On November 24, 2021, the TSX Venture Exchange (the TSXV or the Exchange) issued a bulletin outlining significant amendments to its policies regarding security based compensation (the Amendments).

What you need to know

  • The Amendments expand the Exchange’s previous policies, which governed incentive stock options only, to address additional types of security-based compensation, and provide greater flexibility with respect to the categories of plans that may be adopted and how issuers can structure securities based compensation arrangements generally.
  • The Exchange has changed the timing for its review of a plan’s adjustment provisions.
  • The Amendments came into effect on November 24, 2021 through the amendment of TSXV Policy 4.4 – Incentive Stock Options (the Former Policy) from May 8, 2013, which has been amended and renamed TSXV Policy 4.4 – Security Based Compensation (the New Policy), and will govern the security-based compensation policies of all TSXV-listed issuers as of that date.

Types of Security Based Compensation

Prior to the Amendments coming into effect, the Former Policy specifically only addressed stock options. As a result of the increasing popularity of alternative types of security-based compensation, and ambiguity with respect to how the Former Policy applied to these securities, the New Policy explicitly contemplates the use of other types of security-based compensation in addition to stock options. This includes deferred share units (DSUs), performance share units (PSUs), restricted share units (RSUs), stock appreciation rights (SARs) and any other compensation or incentive mechanism involving the issuance or potential issuance of securities from treasury (collectively, New Compensation Securities).

Previous lack of guidance with respect to New Compensation Securities resulted in various terms being used to describe different types of security based compensation inconsistently and imprecisely, with no standardized definitions being used by TSXV-listed issuers. This resulted, at times, in confusion with respect to the specific attributes of a compensation security.

The New Policy includes specific definitions for certain types of New Compensation Securities, including, DSUs, PSUs, RSUs and SARs, which must be adhered to for the purposes of the New Policy. Issuers are advised to consider these definitions, and consult with counsel, when implementing or making any changes to their security based compensation plans and policies, and when considering their compensation goals more generally.

New Compensation Securities will largely be subject to and governed by the Exchange rules that previously applied to stock options, with some noteworthy changes.
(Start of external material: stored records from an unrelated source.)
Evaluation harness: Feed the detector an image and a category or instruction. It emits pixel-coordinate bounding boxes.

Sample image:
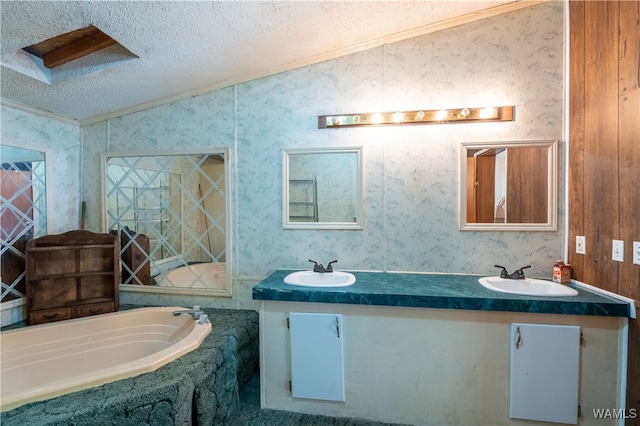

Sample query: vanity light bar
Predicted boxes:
[318,106,516,129]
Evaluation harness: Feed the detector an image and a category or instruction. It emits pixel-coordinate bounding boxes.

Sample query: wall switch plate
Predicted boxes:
[611,240,624,262]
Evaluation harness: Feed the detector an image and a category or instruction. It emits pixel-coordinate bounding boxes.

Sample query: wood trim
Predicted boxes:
[617,1,640,302]
[42,32,116,68]
[567,1,587,276]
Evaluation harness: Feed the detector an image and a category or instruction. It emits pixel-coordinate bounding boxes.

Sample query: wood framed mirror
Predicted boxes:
[458,140,558,231]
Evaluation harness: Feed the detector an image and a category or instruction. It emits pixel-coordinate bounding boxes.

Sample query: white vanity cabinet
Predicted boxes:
[259,300,626,426]
[509,323,580,424]
[289,312,344,402]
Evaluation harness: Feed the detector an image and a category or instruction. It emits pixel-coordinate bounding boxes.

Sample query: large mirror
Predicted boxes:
[459,140,558,231]
[0,145,47,303]
[102,149,232,296]
[282,147,362,229]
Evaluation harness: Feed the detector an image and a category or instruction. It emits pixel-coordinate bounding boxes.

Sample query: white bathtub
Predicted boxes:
[155,262,227,290]
[0,307,211,411]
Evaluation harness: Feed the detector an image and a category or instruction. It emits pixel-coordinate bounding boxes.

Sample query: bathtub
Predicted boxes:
[154,262,227,290]
[0,307,211,411]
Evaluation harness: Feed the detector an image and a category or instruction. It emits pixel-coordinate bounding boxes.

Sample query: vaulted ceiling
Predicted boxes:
[0,0,540,123]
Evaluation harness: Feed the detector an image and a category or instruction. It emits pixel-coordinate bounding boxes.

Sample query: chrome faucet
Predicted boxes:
[309,259,337,273]
[493,265,531,280]
[173,305,209,324]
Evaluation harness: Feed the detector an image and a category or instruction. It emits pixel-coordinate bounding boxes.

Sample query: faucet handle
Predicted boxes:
[493,265,509,278]
[511,265,531,280]
[309,259,324,272]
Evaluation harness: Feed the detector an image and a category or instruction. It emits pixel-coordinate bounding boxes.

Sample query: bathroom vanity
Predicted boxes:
[253,271,631,425]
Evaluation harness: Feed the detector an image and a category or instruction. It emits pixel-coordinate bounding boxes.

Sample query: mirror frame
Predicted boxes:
[458,139,558,231]
[282,146,364,229]
[100,147,233,297]
[0,138,53,308]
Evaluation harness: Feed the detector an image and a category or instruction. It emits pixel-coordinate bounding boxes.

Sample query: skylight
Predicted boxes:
[2,25,137,84]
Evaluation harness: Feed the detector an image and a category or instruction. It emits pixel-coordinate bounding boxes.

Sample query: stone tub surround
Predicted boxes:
[0,306,258,426]
[253,270,630,317]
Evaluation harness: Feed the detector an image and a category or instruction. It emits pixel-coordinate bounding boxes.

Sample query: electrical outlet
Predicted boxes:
[611,240,624,262]
[576,235,587,254]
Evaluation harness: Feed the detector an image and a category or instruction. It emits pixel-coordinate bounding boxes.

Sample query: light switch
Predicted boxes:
[611,240,624,262]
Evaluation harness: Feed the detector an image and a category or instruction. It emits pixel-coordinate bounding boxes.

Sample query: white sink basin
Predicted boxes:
[478,277,578,296]
[284,271,356,287]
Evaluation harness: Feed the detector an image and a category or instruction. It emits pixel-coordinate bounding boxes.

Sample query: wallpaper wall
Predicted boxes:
[2,2,566,308]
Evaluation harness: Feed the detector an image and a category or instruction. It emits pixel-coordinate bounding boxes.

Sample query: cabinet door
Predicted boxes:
[509,323,580,424]
[289,312,345,402]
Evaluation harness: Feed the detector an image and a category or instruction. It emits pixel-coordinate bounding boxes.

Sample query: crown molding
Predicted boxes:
[7,0,552,127]
[0,97,80,126]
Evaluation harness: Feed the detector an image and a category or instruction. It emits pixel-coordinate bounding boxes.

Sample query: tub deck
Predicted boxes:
[0,306,258,426]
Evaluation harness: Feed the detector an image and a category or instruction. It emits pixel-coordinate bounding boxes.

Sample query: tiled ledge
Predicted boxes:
[253,270,630,317]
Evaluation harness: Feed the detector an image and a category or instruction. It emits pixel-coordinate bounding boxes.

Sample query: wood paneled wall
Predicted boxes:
[568,0,640,425]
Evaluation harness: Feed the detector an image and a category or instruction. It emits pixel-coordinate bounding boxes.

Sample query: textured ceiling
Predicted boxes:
[0,0,536,123]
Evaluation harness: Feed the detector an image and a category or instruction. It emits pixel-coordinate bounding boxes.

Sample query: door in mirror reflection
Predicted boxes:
[467,147,548,223]
[0,144,47,302]
[460,141,557,230]
[103,150,231,296]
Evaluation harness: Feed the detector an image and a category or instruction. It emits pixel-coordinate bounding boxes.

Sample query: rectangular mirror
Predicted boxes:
[0,145,47,303]
[282,147,362,229]
[458,140,558,231]
[103,148,232,296]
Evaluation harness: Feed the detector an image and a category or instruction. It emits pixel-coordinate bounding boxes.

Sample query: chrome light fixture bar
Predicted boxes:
[318,106,516,129]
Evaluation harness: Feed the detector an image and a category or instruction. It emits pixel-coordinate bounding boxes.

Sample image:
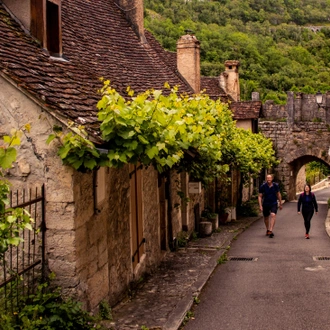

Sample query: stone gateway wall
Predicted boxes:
[259,121,330,200]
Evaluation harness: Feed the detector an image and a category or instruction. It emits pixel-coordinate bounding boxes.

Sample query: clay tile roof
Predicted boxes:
[201,77,232,103]
[0,0,191,142]
[229,101,262,120]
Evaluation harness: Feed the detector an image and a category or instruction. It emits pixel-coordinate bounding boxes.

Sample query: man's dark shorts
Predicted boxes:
[262,204,277,217]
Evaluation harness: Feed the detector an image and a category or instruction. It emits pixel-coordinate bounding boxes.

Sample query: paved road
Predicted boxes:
[184,188,330,330]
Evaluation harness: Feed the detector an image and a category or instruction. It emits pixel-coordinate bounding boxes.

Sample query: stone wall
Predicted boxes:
[259,121,330,200]
[0,78,79,293]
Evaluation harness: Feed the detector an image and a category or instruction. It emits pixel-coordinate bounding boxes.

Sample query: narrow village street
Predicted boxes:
[184,188,330,330]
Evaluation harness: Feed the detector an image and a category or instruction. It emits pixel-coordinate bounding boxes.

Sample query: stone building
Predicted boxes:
[0,0,258,310]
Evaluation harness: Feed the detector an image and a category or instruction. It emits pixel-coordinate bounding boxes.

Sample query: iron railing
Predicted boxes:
[0,186,46,312]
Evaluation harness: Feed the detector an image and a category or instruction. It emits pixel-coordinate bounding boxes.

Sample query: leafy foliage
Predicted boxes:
[0,125,33,259]
[0,274,101,330]
[144,0,330,103]
[48,81,276,184]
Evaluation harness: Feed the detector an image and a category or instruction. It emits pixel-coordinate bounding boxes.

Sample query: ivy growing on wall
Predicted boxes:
[0,125,33,255]
[47,81,276,184]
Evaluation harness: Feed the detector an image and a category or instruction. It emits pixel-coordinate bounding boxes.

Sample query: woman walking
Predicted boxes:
[298,184,318,239]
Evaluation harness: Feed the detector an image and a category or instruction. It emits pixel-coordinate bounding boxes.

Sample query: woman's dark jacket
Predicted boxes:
[298,192,318,212]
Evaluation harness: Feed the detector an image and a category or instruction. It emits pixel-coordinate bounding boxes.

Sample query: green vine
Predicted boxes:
[0,125,33,259]
[47,81,276,184]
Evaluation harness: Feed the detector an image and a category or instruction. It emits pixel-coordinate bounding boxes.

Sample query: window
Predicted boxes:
[46,1,62,56]
[30,0,62,57]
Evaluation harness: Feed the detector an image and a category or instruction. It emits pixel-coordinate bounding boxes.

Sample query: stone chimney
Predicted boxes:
[115,0,147,43]
[177,33,201,93]
[219,60,240,101]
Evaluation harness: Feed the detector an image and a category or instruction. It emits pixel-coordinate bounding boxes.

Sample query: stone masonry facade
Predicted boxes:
[259,92,330,200]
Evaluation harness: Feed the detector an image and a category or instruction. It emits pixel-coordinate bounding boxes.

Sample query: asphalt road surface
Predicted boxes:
[184,188,330,330]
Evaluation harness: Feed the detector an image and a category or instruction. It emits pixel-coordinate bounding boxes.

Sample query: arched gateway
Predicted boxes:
[259,92,330,200]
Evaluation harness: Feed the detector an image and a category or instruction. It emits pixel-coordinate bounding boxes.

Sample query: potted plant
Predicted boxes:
[201,207,219,231]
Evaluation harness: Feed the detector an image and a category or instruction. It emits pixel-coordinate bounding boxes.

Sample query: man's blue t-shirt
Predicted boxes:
[259,182,280,205]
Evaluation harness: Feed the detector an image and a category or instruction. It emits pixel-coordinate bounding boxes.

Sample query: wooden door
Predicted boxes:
[130,165,145,268]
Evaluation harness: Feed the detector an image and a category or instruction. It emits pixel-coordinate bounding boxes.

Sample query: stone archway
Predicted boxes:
[288,155,330,200]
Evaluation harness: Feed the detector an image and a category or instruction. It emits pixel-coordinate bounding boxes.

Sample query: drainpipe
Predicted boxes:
[165,170,175,250]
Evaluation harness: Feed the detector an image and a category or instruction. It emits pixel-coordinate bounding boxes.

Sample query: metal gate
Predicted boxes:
[0,186,46,312]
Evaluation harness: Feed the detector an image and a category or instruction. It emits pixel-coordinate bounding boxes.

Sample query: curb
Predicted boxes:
[324,209,330,237]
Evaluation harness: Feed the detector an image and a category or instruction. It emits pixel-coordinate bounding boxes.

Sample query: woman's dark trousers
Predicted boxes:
[302,210,314,234]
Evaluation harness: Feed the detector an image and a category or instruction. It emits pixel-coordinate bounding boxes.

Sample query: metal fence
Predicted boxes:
[0,186,46,312]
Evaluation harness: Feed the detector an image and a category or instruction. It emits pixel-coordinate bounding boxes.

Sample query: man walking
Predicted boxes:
[258,174,282,238]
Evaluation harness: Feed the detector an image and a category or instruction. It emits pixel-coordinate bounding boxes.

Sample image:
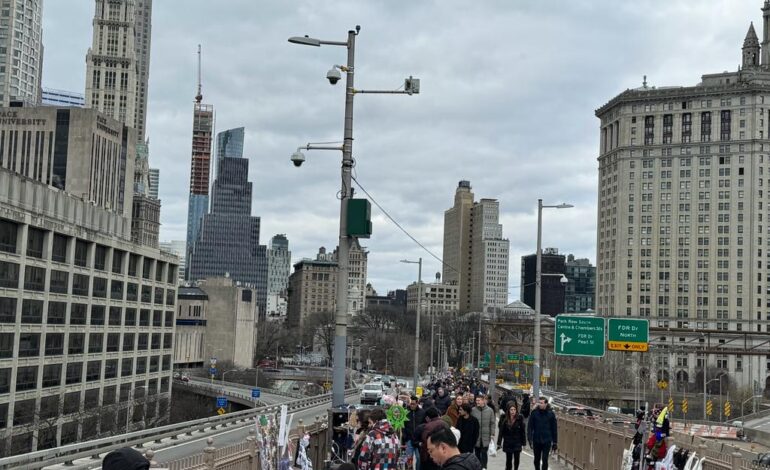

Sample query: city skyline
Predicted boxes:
[43,1,762,299]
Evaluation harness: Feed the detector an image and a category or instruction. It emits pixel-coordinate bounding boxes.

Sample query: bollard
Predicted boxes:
[203,437,216,470]
[144,449,158,468]
[730,451,743,470]
[246,427,259,470]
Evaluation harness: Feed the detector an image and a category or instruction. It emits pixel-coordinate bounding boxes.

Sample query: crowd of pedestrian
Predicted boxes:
[348,375,558,470]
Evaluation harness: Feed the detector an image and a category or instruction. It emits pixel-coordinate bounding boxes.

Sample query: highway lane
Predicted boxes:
[155,395,359,464]
[184,377,294,405]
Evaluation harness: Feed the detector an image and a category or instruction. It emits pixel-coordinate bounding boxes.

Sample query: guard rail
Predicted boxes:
[0,389,358,470]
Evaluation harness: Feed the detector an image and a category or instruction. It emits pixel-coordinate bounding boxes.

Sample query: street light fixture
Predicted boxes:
[289,26,420,408]
[126,385,147,433]
[532,199,575,401]
[385,348,396,376]
[401,258,420,392]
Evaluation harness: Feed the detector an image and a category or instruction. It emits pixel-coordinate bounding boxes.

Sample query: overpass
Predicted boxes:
[0,384,358,470]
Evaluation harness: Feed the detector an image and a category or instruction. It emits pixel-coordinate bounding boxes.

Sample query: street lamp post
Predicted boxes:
[532,199,574,401]
[401,258,424,392]
[289,26,420,408]
[385,348,396,376]
[126,385,147,433]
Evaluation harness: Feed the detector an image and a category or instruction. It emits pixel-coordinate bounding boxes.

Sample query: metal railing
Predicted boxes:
[0,389,358,470]
[556,413,766,470]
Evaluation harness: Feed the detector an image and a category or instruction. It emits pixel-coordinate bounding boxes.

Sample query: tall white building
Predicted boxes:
[267,234,291,319]
[0,0,43,107]
[443,181,509,313]
[134,0,152,141]
[86,0,138,129]
[596,1,770,390]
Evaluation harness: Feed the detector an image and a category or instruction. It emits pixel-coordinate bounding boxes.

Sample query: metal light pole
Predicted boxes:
[532,199,574,401]
[289,25,420,408]
[385,348,396,376]
[401,258,420,387]
[126,385,147,433]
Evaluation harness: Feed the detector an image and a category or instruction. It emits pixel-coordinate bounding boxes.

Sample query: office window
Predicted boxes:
[21,299,43,324]
[67,333,86,354]
[65,362,83,385]
[41,364,62,388]
[24,266,45,292]
[27,227,45,259]
[51,233,67,263]
[0,261,19,289]
[86,360,102,382]
[88,333,104,354]
[70,304,88,325]
[0,219,19,253]
[46,300,67,325]
[0,297,16,323]
[49,269,70,294]
[16,366,37,392]
[45,333,64,356]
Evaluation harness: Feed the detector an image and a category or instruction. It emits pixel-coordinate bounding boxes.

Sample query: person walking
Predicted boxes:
[471,395,497,469]
[426,428,481,470]
[358,409,401,470]
[402,396,425,468]
[456,403,479,454]
[444,394,463,426]
[527,397,558,470]
[497,401,527,470]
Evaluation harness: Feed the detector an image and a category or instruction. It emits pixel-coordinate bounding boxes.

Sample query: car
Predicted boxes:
[360,382,384,405]
[567,406,596,419]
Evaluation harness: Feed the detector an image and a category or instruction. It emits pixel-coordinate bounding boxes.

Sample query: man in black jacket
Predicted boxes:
[426,427,481,470]
[403,396,425,467]
[527,397,558,470]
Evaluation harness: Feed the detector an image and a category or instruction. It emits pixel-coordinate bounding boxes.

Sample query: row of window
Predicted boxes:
[0,261,176,305]
[0,332,173,359]
[0,297,174,328]
[0,219,177,284]
[0,355,171,394]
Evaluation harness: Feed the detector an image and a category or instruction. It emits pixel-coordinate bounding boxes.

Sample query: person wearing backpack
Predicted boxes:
[497,401,527,470]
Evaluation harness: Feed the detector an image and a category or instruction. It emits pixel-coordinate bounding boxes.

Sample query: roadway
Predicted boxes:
[155,395,359,464]
[185,377,293,405]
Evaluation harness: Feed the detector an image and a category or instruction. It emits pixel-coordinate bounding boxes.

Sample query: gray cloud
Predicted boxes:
[43,0,762,298]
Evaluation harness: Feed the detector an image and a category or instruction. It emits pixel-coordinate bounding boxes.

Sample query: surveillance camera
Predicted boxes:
[326,67,342,85]
[291,150,305,168]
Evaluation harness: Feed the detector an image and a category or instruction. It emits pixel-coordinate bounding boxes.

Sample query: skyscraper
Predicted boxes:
[267,234,291,317]
[0,0,43,107]
[134,0,152,141]
[86,0,138,129]
[564,255,596,313]
[596,1,770,390]
[187,132,267,315]
[186,46,218,280]
[521,248,565,317]
[148,168,160,199]
[443,180,509,313]
[215,127,244,179]
[442,180,473,312]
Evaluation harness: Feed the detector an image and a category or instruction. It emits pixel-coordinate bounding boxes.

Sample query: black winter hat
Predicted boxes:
[102,447,150,470]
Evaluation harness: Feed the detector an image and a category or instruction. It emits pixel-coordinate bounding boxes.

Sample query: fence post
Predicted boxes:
[730,451,743,470]
[203,437,216,470]
[246,427,259,470]
[144,449,158,468]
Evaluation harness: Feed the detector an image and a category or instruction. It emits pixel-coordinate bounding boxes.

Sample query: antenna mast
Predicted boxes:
[195,44,203,103]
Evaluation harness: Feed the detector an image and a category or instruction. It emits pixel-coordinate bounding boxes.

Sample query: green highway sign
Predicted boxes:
[553,315,604,357]
[607,318,650,352]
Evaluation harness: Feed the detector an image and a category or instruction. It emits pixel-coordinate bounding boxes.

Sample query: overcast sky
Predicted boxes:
[43,0,763,300]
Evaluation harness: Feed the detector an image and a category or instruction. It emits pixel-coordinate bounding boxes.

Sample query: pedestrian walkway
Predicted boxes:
[487,447,567,470]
New Compensation Securities cannot vest before a minimum one-year period from the date of grant or issuance. Vesting may be accelerated in limited circumstances: in the case of the death of a participant or if a participant ceases to be eligible under a plan in connection with a change of control, take-over bid, reverse take-over or similar transaction. In addition, New Compensation Securities cannot be granted or issued to persons providing investor relations services. Such persons may only be granted stock options that must vest in stages over a period of not less than 12 months such that:

  1. No more than ¼ vest before three months from the grant date;
  2. No more than another ¼ vest before six months from the grant date;
  3. No more than another ¼ vest before nine months from the grant date; and
  4. The remaining ¼ vest no sooner than 12 months after the grant date.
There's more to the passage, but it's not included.